JUBILÄUM: Buffet ersetzt das Mettwurstbrot

19.08.2009

SCHöNEMOOR Es ist fast wie eine Zeitreise in die Vergangenheit: Der Schönemoorer Dorfkrug sieht auch heute noch fast genauso aus wie vor über dreißig Jahren. „Eigentlich ist alles so geblieben wie früher“, meint auch Heide Logemann. 1975 hat sie, zusammen mit ihrem Mann, den Gaststätten- und Saalbetrieb übernommen.

Wirtshaus mit Laden

Den Grundstein für den Schönemoorer Dorfkrug legte Hermann Wittenberg. 1883 kaufte er den kleinen Hof und eröffnete ein Jahr später ein Wirtshaus, eine Poststelle und einen Kolonialwarenladen. Das Haus wurde so zum Anlaufpunkt des ganzen Dorfes. 125 Jahre danach sitzt Helmut Wittenberg in seinem Wintergarten und betrachtet Fotos aus der damaligen Zeit. Das Haus befindet sich nach wie vor in Familienhand, auch wenn die Wittenbergs die Gaststätte seit den 60-er Jahren nicht mehr selber betreiben.
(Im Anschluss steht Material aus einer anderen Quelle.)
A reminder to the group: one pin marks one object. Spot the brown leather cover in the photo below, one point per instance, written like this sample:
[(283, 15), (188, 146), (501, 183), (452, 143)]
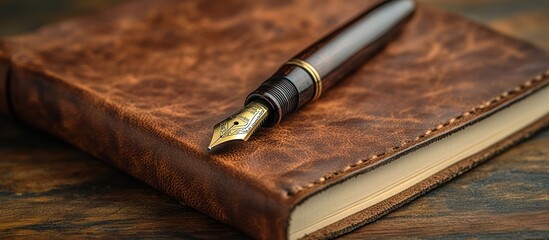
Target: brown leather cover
[(141, 86)]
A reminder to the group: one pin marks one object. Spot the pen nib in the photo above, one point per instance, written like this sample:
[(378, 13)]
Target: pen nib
[(239, 126)]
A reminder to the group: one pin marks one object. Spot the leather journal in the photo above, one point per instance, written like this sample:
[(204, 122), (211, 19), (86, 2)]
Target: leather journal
[(141, 85)]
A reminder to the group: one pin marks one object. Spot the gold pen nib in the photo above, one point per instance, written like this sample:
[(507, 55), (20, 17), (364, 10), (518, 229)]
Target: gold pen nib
[(241, 125)]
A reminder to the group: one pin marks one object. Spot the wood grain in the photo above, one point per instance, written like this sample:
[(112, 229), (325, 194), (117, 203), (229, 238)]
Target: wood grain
[(49, 189)]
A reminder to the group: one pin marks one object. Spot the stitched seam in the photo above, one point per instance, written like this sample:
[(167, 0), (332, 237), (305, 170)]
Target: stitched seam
[(477, 109)]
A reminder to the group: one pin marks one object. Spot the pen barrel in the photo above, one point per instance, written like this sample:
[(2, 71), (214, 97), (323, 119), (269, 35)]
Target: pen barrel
[(314, 70)]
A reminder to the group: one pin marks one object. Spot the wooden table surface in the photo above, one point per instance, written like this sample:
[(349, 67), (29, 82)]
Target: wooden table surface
[(49, 189)]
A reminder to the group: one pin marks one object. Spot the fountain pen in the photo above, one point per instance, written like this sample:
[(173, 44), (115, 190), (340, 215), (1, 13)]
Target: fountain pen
[(306, 76)]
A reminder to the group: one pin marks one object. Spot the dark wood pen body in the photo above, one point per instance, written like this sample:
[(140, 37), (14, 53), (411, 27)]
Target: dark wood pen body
[(333, 57)]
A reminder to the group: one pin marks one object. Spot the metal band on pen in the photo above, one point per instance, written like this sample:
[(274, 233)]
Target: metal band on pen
[(311, 71)]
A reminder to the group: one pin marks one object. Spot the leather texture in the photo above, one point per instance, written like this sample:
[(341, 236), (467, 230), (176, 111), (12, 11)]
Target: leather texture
[(142, 85)]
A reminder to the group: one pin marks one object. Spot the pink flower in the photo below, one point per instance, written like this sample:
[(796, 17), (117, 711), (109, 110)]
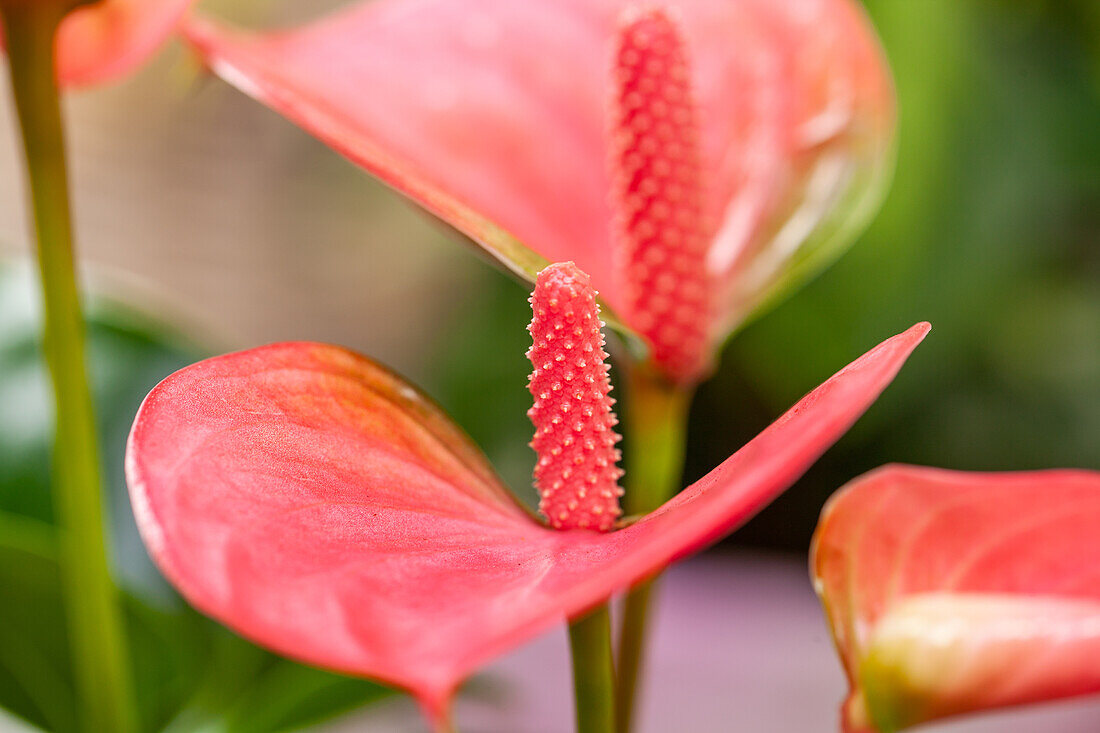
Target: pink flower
[(102, 41), (953, 592), (697, 161), (316, 503)]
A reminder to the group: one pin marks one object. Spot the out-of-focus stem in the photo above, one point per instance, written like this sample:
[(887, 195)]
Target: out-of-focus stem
[(590, 639), (91, 604), (657, 412)]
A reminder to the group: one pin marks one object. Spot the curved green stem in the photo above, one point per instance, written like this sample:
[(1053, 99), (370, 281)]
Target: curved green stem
[(657, 412), (590, 638), (92, 613)]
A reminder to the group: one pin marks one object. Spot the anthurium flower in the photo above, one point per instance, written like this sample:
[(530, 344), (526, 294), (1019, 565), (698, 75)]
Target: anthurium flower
[(98, 42), (696, 160), (320, 505), (952, 592)]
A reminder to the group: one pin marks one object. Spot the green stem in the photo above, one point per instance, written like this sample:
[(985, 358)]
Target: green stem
[(590, 639), (657, 412), (92, 613)]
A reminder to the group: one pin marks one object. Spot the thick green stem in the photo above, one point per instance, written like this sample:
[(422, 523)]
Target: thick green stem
[(657, 412), (92, 613), (590, 639)]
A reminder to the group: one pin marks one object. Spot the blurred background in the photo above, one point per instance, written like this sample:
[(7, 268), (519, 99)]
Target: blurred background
[(208, 223)]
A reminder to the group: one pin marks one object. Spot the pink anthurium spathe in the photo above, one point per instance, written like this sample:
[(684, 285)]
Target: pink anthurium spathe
[(99, 42), (696, 157), (950, 592), (318, 504)]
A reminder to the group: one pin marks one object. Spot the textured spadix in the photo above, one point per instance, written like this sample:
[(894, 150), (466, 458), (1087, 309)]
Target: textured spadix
[(320, 506), (953, 592), (106, 40), (576, 472), (502, 118)]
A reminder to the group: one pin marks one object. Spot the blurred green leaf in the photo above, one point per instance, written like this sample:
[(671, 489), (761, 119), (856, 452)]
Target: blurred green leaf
[(189, 673)]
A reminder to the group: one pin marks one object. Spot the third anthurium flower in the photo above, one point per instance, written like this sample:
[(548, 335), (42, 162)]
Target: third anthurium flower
[(696, 157), (950, 592), (318, 504), (101, 41)]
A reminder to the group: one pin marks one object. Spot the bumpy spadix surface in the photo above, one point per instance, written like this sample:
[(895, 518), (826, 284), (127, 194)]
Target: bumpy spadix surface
[(319, 505), (504, 118), (106, 40), (662, 236), (952, 592), (576, 473)]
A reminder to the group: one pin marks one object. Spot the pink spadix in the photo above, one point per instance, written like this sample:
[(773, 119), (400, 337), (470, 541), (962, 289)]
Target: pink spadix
[(661, 240), (574, 437)]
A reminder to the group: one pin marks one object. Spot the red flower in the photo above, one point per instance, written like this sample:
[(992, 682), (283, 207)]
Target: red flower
[(952, 592), (697, 162), (318, 504), (106, 40)]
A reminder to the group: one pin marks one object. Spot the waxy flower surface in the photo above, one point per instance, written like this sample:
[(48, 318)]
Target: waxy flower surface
[(952, 592), (696, 159), (319, 505), (102, 41)]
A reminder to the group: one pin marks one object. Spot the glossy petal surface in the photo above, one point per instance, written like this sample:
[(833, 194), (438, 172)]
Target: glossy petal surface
[(317, 504), (493, 115), (950, 592), (107, 40)]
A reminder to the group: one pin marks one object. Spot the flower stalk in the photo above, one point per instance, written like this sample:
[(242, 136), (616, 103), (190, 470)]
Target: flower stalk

Der heute 79-Jährige erinnert sich noch gerne an seine Kindheit. „Wenn es abends zu laut wurde, kam mein Großvater auch schon mal mit dem Gummiknüppel in die Gaststätte und hat die Gäste nach Hause geschickt.“ Für den 1930 geborenen Helmut Wittenberg war die Kindheit aber auch mit viel Arbeit verbunden: „Das war ein Familienbetrieb, da musste natürlich jeder mit anpacken.“ Schließlich hatte die Familie neben der Gaststätte, der Poststelle und dem Warenladen auch noch einen kleinen landwirtschaftlichen Betrieb. „Zu der Zeit konnte man von einer Gaststätte alleine noch nicht leben“, erinnert sich der 79-Jährige.

Saalbetrieb seit 1950

In der Zeit des Zweiten Weltkriegs kam es dann zur Zäsur. 1943 wurde das Haus durch Fliegerbomben völlig zerstört. Doch die Familie baute das Wohnhaus und die Gaststätte noch zu Kriegszeiten wieder auf. 1950 kam der Saal hinzu.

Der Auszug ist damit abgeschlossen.